Today, at the Desert Museum outside of Tucson, we had to opportunity to explore the desert and its natural inhabitants in a somewhat controlled setting. I really enjoyed strolling along the Desert Pathway and through the Cacti Garden. Who doesn’t love looking at pretty, and sometimes funny looking, plants? However, the second that a coyote started trotting over to me I immediately felt terrified and quickly walked away, despite knowing that they were kept within a netted cage. While I like to think as someone who enjoys nature, the reality is that when confronted with nature in its wildness and as it really is, I immediately have the instinct to flee. The nature I like is the carefully constructed nature of the Colonnade on W&L’s campus or a white water rafting trip down the Nantahala in North Carolina. These dalliances with nature, however, do not reflect nature as it really is or as the Tohono O’odham approach it.

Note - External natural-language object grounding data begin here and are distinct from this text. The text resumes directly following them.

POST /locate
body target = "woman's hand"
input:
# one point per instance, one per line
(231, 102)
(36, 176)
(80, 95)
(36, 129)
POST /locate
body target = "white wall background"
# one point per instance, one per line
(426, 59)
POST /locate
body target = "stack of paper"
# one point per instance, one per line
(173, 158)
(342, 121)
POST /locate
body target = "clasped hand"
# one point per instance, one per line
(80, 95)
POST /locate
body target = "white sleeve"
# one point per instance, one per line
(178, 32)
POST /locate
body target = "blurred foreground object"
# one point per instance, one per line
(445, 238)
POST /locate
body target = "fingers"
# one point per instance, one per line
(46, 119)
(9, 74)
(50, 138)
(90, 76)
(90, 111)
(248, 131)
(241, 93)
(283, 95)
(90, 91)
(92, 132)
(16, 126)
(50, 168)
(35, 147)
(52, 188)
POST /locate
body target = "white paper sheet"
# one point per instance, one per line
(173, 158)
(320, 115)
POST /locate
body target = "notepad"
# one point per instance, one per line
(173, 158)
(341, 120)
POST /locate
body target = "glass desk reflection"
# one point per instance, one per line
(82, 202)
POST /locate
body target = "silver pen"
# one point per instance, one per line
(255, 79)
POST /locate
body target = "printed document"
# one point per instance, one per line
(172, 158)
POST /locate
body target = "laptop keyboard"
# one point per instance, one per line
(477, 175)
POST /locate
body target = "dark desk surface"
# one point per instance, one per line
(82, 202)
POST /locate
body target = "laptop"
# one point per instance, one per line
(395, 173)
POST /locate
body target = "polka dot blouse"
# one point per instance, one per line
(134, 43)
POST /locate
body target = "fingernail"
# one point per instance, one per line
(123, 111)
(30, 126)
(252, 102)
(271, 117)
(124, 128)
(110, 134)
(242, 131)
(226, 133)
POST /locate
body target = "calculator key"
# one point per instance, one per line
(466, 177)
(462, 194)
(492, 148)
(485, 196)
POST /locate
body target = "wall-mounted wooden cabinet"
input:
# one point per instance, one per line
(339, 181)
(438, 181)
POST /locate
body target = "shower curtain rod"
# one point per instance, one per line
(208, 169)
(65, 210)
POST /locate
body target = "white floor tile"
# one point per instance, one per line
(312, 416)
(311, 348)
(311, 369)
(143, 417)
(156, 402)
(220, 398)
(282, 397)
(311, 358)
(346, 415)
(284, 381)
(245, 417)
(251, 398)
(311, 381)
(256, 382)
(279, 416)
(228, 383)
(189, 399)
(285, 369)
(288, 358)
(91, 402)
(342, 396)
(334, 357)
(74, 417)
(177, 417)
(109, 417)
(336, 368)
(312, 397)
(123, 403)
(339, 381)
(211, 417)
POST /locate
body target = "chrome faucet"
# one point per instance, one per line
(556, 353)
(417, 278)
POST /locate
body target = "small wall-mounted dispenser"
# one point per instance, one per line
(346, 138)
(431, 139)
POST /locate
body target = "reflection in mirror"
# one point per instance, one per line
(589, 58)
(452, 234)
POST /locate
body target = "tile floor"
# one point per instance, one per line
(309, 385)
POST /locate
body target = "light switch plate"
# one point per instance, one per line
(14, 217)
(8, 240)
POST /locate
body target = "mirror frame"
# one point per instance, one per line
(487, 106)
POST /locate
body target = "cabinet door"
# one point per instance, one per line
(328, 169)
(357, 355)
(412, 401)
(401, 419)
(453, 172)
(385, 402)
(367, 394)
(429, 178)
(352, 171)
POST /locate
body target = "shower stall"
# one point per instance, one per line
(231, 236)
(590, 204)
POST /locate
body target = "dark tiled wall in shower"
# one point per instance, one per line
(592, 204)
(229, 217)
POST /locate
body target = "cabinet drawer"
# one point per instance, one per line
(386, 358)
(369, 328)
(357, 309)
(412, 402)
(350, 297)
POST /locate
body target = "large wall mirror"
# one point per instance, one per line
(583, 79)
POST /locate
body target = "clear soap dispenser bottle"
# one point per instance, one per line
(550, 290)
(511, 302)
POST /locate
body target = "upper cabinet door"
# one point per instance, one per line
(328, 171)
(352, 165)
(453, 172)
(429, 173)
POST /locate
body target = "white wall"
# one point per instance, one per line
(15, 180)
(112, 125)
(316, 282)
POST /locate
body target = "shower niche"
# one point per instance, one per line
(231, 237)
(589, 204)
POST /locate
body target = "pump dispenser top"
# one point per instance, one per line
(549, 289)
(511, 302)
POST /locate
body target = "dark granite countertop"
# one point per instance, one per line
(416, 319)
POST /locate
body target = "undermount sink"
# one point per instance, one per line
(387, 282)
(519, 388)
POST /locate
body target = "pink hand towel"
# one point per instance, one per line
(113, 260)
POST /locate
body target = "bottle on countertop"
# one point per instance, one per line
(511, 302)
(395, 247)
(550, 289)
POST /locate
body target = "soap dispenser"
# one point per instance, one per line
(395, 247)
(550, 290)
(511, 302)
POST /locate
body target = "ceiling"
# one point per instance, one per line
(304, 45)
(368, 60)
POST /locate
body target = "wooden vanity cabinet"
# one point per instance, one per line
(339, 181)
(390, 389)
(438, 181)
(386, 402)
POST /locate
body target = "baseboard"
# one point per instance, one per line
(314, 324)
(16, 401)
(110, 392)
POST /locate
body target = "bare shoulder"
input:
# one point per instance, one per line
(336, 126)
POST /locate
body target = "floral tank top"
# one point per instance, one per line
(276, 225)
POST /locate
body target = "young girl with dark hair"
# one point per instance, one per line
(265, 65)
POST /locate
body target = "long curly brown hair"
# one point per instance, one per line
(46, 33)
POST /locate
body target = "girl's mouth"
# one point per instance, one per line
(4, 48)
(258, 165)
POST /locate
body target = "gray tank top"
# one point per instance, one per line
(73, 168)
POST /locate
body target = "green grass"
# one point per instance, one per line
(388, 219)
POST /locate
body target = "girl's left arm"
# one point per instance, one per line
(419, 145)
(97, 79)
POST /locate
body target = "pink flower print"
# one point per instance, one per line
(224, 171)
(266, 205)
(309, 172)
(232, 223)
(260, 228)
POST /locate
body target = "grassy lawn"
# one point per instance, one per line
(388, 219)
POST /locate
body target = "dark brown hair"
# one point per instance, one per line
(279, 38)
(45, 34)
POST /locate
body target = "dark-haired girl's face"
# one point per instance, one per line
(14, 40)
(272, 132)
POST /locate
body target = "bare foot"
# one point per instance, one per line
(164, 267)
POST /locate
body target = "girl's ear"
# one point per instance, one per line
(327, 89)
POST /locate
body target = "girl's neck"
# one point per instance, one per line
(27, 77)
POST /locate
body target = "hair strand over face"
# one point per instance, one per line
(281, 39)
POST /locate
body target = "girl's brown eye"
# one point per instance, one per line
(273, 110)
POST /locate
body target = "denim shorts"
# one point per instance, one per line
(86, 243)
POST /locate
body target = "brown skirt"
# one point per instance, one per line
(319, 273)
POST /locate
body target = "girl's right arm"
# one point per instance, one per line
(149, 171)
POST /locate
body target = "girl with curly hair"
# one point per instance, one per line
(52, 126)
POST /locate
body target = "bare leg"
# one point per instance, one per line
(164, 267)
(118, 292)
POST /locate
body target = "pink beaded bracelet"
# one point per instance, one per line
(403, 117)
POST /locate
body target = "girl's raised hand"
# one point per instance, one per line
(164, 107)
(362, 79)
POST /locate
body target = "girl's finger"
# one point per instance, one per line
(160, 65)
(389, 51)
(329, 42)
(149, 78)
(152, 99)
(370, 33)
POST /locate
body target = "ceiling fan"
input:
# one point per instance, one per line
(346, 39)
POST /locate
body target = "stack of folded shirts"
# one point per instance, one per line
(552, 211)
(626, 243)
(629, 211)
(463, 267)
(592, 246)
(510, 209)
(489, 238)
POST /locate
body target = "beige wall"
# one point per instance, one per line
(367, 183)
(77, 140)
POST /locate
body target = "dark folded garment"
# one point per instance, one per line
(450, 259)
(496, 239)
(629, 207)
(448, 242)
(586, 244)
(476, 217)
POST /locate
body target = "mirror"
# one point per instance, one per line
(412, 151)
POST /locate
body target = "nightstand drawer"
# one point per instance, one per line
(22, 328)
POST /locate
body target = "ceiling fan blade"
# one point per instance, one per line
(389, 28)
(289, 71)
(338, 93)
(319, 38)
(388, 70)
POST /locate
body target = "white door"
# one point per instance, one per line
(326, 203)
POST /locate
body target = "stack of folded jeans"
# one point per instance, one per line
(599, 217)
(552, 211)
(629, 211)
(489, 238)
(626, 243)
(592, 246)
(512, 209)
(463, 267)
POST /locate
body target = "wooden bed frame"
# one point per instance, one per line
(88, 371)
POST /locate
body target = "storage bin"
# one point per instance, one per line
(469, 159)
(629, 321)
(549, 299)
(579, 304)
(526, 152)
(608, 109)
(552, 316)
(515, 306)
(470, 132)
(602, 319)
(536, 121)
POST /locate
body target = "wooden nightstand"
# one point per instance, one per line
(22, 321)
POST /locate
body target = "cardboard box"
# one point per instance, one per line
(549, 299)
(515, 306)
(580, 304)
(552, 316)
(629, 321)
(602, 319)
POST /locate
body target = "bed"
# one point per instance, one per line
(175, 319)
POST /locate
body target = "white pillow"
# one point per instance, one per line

Mr. Joaquin mentioned that coming home to Arizona evokes a “sense of place” and that he enjoys “being in a land that is the same color as me.” However, identifying and truly loving a land means celebrating all that it offers you, which relates to the Tohono O’odham notion of kinship between all plants, animals, places, and people. Objectively, I do not practice this type of belief at all. I even was wary of the lizards that kept running across the pathways. While I may be jumpier than some people, the majority of most city dwellers interactions with nature comes from killing bugs and visiting zoos. Ruthlessly killing stink bugs in my freshman dorm by sucking them up with a hand vacuum does not exemplify the all-encompassing kinship of the Tohono O’odham, nor does looking at animals through a thick pane of glass. As I continue to get more familiar with the flora and fauna of southern Arizona, I hopefully will become more comfortable and relaxed while exploring the landscape. If I am successful at accepting and enjoying nature in its true, wild form here, I would then be able to more fully enjoy the Virginia environment and become more acquainted with its other native inhabitants.